Skip to main content

parser of bs4 with yaml config support

Project description

iparse

iparse is a Python package for parsing HTML to structured data in an easy way with as little code as possible.

It aims to make the process of parsing HTML quick and easy!

iparse highlights:

  • mainly code with YAML
  • only refine raw HTML info with fewest python code
  • lot's HTML layout changes, only YAML will be involved

Installation

pip install iparse

A Simple Example

for HTML page: i.e. lovely xkcd python

to get the structured data all you need are

  • create a class inherit from IParser
  • write a YAML config file represents all locators

create xkcd_353.py

xkcd_353.py will go through the startup_dir, look for a file named as the snake_case of the ClassName without suffix:Parser, so XkcdParser will be xkcd.yaml

from pathlib import Path
from iparse._parse import IParser, RsvWords

HOME_DIR = Path(__file__).parents[0]


class XkcdParser(IParser):
    def __init__(self, file_name, is_test_mode=False, **kwargs):
        kwargs['startup_dir'] = kwargs.get('startup_dir', HOME_DIR)
        super().__init__(file_name, is_test_mode=is_test_mode, **kwargs)
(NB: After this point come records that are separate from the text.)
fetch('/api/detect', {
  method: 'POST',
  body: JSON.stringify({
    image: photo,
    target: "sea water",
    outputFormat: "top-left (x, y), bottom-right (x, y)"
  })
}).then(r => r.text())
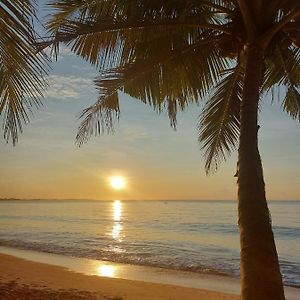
top-left (0, 200), bottom-right (299, 287)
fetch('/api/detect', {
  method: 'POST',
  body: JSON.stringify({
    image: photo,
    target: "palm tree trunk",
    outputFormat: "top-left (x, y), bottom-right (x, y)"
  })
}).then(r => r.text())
top-left (238, 45), bottom-right (285, 300)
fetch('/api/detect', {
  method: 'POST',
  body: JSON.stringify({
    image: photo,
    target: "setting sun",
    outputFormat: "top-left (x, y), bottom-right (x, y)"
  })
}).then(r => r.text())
top-left (110, 176), bottom-right (126, 190)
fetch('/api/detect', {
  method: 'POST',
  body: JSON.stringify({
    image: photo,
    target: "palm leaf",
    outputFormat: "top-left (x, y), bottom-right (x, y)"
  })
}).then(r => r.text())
top-left (282, 85), bottom-right (300, 121)
top-left (76, 94), bottom-right (120, 146)
top-left (199, 65), bottom-right (242, 173)
top-left (0, 0), bottom-right (49, 144)
top-left (263, 46), bottom-right (300, 121)
top-left (76, 36), bottom-right (229, 145)
top-left (263, 47), bottom-right (300, 90)
top-left (42, 0), bottom-right (232, 67)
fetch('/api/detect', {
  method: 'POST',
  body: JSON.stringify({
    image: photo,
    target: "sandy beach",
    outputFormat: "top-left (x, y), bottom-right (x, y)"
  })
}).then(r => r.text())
top-left (0, 253), bottom-right (239, 300)
top-left (1, 248), bottom-right (300, 300)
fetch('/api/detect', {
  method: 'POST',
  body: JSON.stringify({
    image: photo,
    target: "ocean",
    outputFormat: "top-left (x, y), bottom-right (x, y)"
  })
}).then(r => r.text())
top-left (0, 200), bottom-right (299, 287)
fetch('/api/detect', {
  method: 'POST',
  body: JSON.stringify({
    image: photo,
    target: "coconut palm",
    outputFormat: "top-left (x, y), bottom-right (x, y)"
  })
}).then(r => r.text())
top-left (0, 0), bottom-right (48, 145)
top-left (43, 1), bottom-right (300, 299)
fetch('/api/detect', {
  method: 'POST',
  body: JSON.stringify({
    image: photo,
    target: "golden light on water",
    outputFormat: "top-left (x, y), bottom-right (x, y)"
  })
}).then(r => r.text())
top-left (97, 265), bottom-right (116, 277)
top-left (113, 200), bottom-right (122, 221)
top-left (112, 200), bottom-right (123, 241)
top-left (110, 176), bottom-right (126, 190)
top-left (112, 223), bottom-right (122, 240)
top-left (94, 201), bottom-right (123, 278)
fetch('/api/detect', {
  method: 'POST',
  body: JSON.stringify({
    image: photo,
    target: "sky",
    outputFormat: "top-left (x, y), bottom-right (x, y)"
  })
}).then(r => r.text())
top-left (0, 3), bottom-right (300, 201)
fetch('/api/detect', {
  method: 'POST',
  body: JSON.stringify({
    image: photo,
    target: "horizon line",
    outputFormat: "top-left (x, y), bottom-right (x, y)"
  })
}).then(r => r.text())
top-left (0, 198), bottom-right (299, 202)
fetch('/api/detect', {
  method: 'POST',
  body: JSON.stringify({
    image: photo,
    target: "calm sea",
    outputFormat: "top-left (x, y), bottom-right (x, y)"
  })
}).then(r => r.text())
top-left (0, 200), bottom-right (299, 287)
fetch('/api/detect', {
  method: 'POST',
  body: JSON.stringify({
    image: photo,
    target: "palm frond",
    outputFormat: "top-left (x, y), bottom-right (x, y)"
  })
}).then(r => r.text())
top-left (0, 0), bottom-right (49, 144)
top-left (263, 47), bottom-right (300, 91)
top-left (282, 85), bottom-right (300, 121)
top-left (263, 46), bottom-right (300, 121)
top-left (76, 94), bottom-right (120, 146)
top-left (199, 65), bottom-right (242, 173)
top-left (76, 36), bottom-right (229, 145)
top-left (45, 0), bottom-right (115, 58)
top-left (42, 0), bottom-right (233, 67)
top-left (277, 47), bottom-right (300, 121)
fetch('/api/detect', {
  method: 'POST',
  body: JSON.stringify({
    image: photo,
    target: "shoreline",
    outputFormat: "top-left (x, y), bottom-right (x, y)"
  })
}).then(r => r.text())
top-left (0, 241), bottom-right (232, 278)
top-left (0, 246), bottom-right (240, 294)
top-left (0, 246), bottom-right (299, 300)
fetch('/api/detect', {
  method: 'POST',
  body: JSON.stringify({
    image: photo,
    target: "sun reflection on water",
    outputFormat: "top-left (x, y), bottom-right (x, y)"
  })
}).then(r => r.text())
top-left (112, 200), bottom-right (123, 241)
top-left (112, 223), bottom-right (122, 240)
top-left (113, 200), bottom-right (122, 221)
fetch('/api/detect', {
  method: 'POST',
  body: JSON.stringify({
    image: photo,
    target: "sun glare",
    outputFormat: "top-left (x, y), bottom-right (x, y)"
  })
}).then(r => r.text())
top-left (97, 265), bottom-right (116, 277)
top-left (110, 176), bottom-right (125, 190)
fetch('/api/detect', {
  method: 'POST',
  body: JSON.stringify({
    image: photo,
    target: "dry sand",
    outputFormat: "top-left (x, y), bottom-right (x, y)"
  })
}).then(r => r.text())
top-left (0, 253), bottom-right (239, 300)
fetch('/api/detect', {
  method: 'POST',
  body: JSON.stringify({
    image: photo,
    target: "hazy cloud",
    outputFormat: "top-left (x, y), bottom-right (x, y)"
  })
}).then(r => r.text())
top-left (45, 75), bottom-right (94, 100)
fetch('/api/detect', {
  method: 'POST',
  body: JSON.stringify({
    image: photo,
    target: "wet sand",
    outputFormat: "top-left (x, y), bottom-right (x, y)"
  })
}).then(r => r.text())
top-left (0, 253), bottom-right (238, 300)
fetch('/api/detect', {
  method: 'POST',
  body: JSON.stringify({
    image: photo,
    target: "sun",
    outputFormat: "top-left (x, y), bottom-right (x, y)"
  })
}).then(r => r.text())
top-left (110, 176), bottom-right (126, 190)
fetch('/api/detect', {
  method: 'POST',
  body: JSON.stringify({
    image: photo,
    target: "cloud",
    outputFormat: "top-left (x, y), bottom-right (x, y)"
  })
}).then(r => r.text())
top-left (59, 47), bottom-right (72, 57)
top-left (122, 127), bottom-right (150, 142)
top-left (43, 46), bottom-right (73, 61)
top-left (71, 64), bottom-right (94, 71)
top-left (45, 75), bottom-right (95, 100)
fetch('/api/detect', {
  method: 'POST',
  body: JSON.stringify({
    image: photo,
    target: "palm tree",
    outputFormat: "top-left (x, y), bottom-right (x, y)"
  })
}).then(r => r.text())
top-left (0, 0), bottom-right (48, 145)
top-left (42, 1), bottom-right (300, 299)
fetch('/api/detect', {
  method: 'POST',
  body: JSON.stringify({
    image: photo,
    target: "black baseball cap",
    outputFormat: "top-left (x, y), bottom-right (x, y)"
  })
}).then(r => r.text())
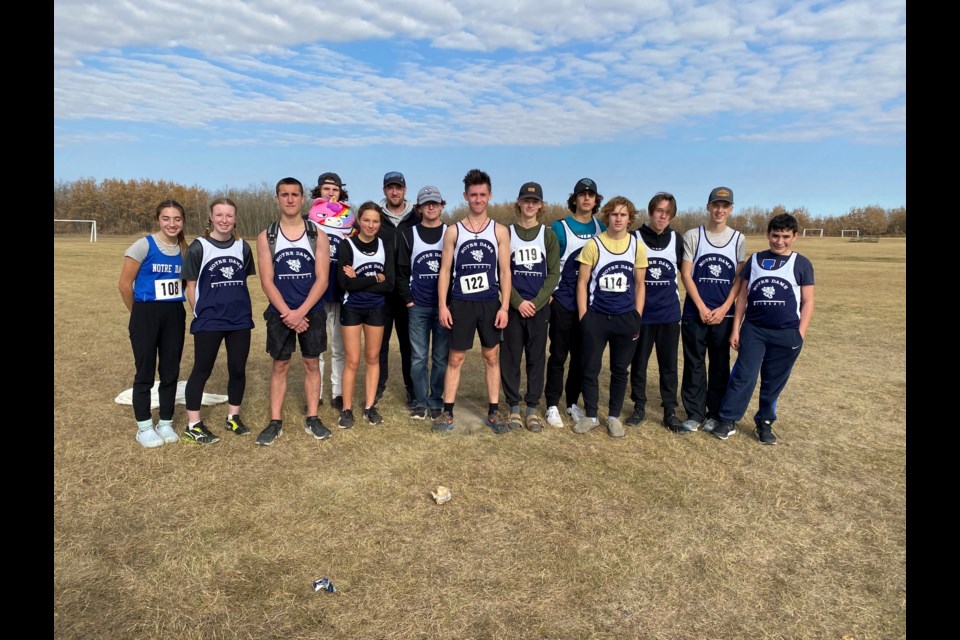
top-left (517, 182), bottom-right (543, 201)
top-left (574, 178), bottom-right (598, 195)
top-left (317, 172), bottom-right (344, 188)
top-left (708, 187), bottom-right (734, 204)
top-left (383, 171), bottom-right (406, 187)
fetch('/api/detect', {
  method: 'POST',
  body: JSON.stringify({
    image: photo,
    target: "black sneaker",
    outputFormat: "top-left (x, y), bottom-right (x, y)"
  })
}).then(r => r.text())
top-left (625, 406), bottom-right (645, 426)
top-left (405, 388), bottom-right (417, 409)
top-left (429, 408), bottom-right (443, 420)
top-left (410, 406), bottom-right (429, 420)
top-left (486, 412), bottom-right (510, 435)
top-left (338, 409), bottom-right (354, 429)
top-left (712, 420), bottom-right (737, 440)
top-left (332, 396), bottom-right (343, 411)
top-left (663, 415), bottom-right (684, 432)
top-left (224, 415), bottom-right (251, 436)
top-left (755, 420), bottom-right (777, 445)
top-left (364, 406), bottom-right (383, 425)
top-left (182, 421), bottom-right (220, 444)
top-left (256, 420), bottom-right (283, 446)
top-left (305, 416), bottom-right (331, 440)
top-left (374, 388), bottom-right (384, 406)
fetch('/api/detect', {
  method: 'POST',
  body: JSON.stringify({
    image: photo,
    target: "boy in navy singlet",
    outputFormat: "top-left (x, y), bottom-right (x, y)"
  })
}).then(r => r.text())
top-left (679, 187), bottom-right (746, 434)
top-left (433, 169), bottom-right (513, 434)
top-left (713, 213), bottom-right (815, 444)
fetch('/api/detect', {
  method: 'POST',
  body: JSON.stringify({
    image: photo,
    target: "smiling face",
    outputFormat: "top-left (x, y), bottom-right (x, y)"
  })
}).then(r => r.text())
top-left (518, 197), bottom-right (542, 224)
top-left (157, 206), bottom-right (184, 241)
top-left (707, 200), bottom-right (733, 225)
top-left (383, 183), bottom-right (406, 208)
top-left (358, 208), bottom-right (382, 241)
top-left (464, 183), bottom-right (491, 216)
top-left (767, 228), bottom-right (797, 255)
top-left (209, 203), bottom-right (237, 239)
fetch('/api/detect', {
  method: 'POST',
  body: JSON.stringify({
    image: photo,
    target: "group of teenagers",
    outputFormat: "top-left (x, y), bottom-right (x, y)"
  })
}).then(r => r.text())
top-left (119, 169), bottom-right (815, 449)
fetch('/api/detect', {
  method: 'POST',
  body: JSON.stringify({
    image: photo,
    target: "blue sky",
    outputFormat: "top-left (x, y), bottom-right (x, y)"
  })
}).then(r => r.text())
top-left (54, 0), bottom-right (905, 218)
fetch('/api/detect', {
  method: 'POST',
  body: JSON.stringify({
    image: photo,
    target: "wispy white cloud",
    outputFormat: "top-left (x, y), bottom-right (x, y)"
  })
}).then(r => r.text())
top-left (54, 0), bottom-right (906, 150)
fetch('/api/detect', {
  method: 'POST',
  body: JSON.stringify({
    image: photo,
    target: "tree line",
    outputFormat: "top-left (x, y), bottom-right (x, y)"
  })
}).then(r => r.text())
top-left (54, 178), bottom-right (905, 238)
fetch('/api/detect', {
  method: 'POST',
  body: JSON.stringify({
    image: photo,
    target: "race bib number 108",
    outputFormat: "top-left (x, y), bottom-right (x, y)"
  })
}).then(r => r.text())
top-left (154, 278), bottom-right (181, 300)
top-left (459, 272), bottom-right (489, 293)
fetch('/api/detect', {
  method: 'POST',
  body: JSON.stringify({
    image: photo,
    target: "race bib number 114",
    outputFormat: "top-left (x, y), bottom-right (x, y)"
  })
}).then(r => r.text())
top-left (598, 274), bottom-right (628, 293)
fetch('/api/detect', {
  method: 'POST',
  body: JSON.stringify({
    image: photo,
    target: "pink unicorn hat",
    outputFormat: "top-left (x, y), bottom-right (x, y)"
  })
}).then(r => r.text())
top-left (308, 198), bottom-right (355, 230)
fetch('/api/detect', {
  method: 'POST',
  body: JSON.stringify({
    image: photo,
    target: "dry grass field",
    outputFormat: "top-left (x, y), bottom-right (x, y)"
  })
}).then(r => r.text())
top-left (54, 235), bottom-right (906, 640)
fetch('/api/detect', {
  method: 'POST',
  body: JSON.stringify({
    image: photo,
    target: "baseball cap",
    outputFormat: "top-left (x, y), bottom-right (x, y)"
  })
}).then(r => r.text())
top-left (517, 182), bottom-right (543, 201)
top-left (708, 187), bottom-right (734, 204)
top-left (317, 172), bottom-right (343, 188)
top-left (383, 171), bottom-right (406, 187)
top-left (416, 185), bottom-right (444, 205)
top-left (574, 178), bottom-right (598, 195)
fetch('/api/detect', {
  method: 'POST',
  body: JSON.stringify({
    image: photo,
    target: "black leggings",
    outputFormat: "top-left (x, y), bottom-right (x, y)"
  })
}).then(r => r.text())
top-left (129, 302), bottom-right (185, 422)
top-left (185, 329), bottom-right (251, 411)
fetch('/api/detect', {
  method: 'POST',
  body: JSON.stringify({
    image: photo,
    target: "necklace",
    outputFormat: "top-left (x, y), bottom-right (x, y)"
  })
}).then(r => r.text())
top-left (155, 233), bottom-right (178, 247)
top-left (463, 216), bottom-right (488, 239)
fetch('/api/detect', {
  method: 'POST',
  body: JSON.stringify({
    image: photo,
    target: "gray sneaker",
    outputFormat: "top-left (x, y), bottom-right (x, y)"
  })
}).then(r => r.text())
top-left (567, 404), bottom-right (586, 423)
top-left (256, 420), bottom-right (283, 446)
top-left (679, 419), bottom-right (701, 433)
top-left (702, 418), bottom-right (719, 433)
top-left (572, 416), bottom-right (599, 434)
top-left (607, 417), bottom-right (625, 438)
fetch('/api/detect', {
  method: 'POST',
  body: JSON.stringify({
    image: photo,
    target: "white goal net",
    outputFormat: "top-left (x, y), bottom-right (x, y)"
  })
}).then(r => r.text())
top-left (841, 229), bottom-right (860, 238)
top-left (801, 228), bottom-right (823, 238)
top-left (54, 219), bottom-right (97, 242)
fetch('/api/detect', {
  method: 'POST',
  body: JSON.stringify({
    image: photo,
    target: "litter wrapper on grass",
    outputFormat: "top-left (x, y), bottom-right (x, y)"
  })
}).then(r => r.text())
top-left (431, 486), bottom-right (452, 504)
top-left (312, 578), bottom-right (336, 593)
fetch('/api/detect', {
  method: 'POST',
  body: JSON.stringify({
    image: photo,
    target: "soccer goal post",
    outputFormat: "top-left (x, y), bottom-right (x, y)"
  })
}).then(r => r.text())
top-left (801, 228), bottom-right (823, 238)
top-left (841, 229), bottom-right (860, 238)
top-left (54, 219), bottom-right (97, 242)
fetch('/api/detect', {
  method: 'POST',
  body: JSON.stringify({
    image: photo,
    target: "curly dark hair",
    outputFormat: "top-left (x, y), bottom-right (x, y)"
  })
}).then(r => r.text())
top-left (567, 190), bottom-right (603, 214)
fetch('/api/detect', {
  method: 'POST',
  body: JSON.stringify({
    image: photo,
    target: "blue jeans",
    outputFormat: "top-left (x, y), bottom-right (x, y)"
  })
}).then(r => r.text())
top-left (718, 321), bottom-right (803, 426)
top-left (408, 304), bottom-right (450, 410)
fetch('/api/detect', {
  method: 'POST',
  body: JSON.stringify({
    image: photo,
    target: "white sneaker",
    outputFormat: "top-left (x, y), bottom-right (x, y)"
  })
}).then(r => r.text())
top-left (155, 423), bottom-right (180, 444)
top-left (567, 404), bottom-right (586, 423)
top-left (702, 418), bottom-right (718, 433)
top-left (545, 406), bottom-right (564, 428)
top-left (136, 426), bottom-right (165, 448)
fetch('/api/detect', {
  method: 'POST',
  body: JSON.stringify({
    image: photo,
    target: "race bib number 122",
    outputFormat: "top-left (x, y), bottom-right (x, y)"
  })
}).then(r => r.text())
top-left (459, 272), bottom-right (490, 293)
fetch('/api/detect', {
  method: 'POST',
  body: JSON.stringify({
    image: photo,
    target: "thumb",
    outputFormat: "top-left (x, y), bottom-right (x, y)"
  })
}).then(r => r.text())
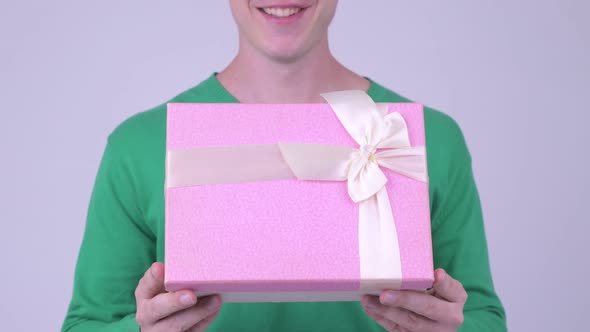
top-left (135, 262), bottom-right (166, 300)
if __name__ == "__main__":
    xkcd = XkcdParser(file_name=HOME_DIR / 'xkcd_python_353.htm')
    xkcd.do_parse()
    print(xkcd.data)

create a file named xkcd.yaml

you can use any locator that is supported, but css selector is recommended

page:
  # css_selector of title: head>title
  title: head>title
  # css_selector: div#footnote
  footnote: div#footnote
  # css_selector: div#licenseText
  license: div#licenseText

the output parsed data

the parsed data xkcd.data is dict, but you can also use it with xkcd.data_as_yaml/xkcd.data_as_json

yaml output

page:
  footnote: "xkcd.com is best viewed with Netscape Navigator 4.0 or below on a Pentium\
    \ 3\xB11 emulated in Javascript on an Apple IIGSat a screen resolution of 1024x1.\
    \ Please enable your ad blockers, disable high-heat drying, and remove your devicefrom\
    \ Airplane Mode and set it to Boat Mode. For security reasons, please leave caps\
    \ lock on while browsing."
  license: '


    This work is licensed under a

    Creative Commons Attribution-NonCommercial 2.5 License.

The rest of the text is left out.